Papel central na operação criminosa
Groff controlava praticamente todos os aspectos da vida de Epstein: agendas, cortes de cabelo, transporte e massagens. Conforme relatos de vítimas, muitas dessas massagens funcionavam como código para atos sexuais. Seu papel ia além da administração rotineira. Ela também realizava conexões para levar jovens à ilha de Epstein no Caribe e ao seu rancho no Novo México.
O volume de menções ao seu nome nos arquivos supera significativamente o de outras pessoas envolvidas. Apenas o próprio Epstein aparece mais vezes nos documentos. Ghislaine Maxwell, namorada do magnata e também recrutadora de vítimas, não é citada nem remotamente com tanta frequência quanto Groff nos registros federais.

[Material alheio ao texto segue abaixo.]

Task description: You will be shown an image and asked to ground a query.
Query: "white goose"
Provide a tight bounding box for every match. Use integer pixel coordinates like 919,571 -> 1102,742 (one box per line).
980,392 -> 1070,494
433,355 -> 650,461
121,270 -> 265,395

Mobilização política em Connecticut
Daniel LaGattuta, cientista político residente em New Canaan, decidiu agir diante da situação. Em 2 de março, convocou republicanos locais para debater o que chamou de “problema Lesley”. Durante o encontro, apresentou informações indicando que Groff estava listada como suspeita de conspiração nos arquivos do FBI e era figura-chave no círculo íntimo de Epstein.
LaGattuta pediu explicitamente que políticos locais que haviam recebido doações de Groff devolvessem o dinheiro ou o repassassem a organizações de apoio a vítimas de abuso sexual. Descreveu associar-se a ela como “moralmente repugnante e uma catástrofe política”. Seus esforços, porém, foram ignorados pelos líderes republicanos da região, que não tomaram medidas em resposta à mobilização.
Continuidade da vida social em New Canaan
Contrariamente às expectativas de afastamento, Groff mantém participação ativa na vida pública de New Canaan. Sua rotina inclui:
- Doações políticas regulares a candidatos locais
- Participação em festas em residências de alto padrão
- Organização de noites de jogos com amigos
- Jantares em restaurantes sofisticados com família e conhecidos
Esse comportamento levantou questões incômodas na comunidade sobre o nível de preocupação real com sua conexão aos crimes. A plataforma de jornalismo independente “Free Press” descreveu Groff como uma “anomalia” no amplo processo de responsabilização que marcou a saga Epstein, destacando como sua situação diverge radicalmente da de outras pessoas envolvidas.
Defesa legal e alegações de isolamento
Michael Bachner, advogado de Groff, sustenta que sua cliente manteve inocência durante toda sua carreira ao lado de Epstein. Em declaração formal, afirmou que Groff “nunca testemunhou ou foi informada de nada ilegal relacionado a essas massagens”. Bachner argumenta que Epstein operava dois mundos separados, um legítimo e outro criminoso, e garantia que ambos não colidissem.
O advogado enfatizou que Epstein mantinha Groff “propositalmente isolada de sua conduta criminosa” por desconfiança e porque tinha todos os motivos para mentir. Segundo essa versão, Epstein protegeu deliberadamente sua assistente do conhecimento de seus crimes, criando uma barreira intencional entre ela e suas atividades ilegais.
Ausência de acusações formais
Embora Lesley Groff tenha sido formalmente listada como suspeita de co-conspiração nos arquivos do FBI, o governo dos EUA nunca apresentou acusações formais contra ela. Epstein morreu na prisão de Nova York em 2019, antes de qualquer processo que envolvesse sua assistente avançar significativamente. Essa lacuna processual contribui para a situação atual de Groff. Sem acusações formais, ela não enfrenta processos criminais que justificariam sanções sociais ou profissionais comparáveis às de outras pessoas listadas nos documentos federais. Sua defesa repousa inteiramente na alegação de que ignorância e isolamento deliberado a protegem de responsabilidade criminal.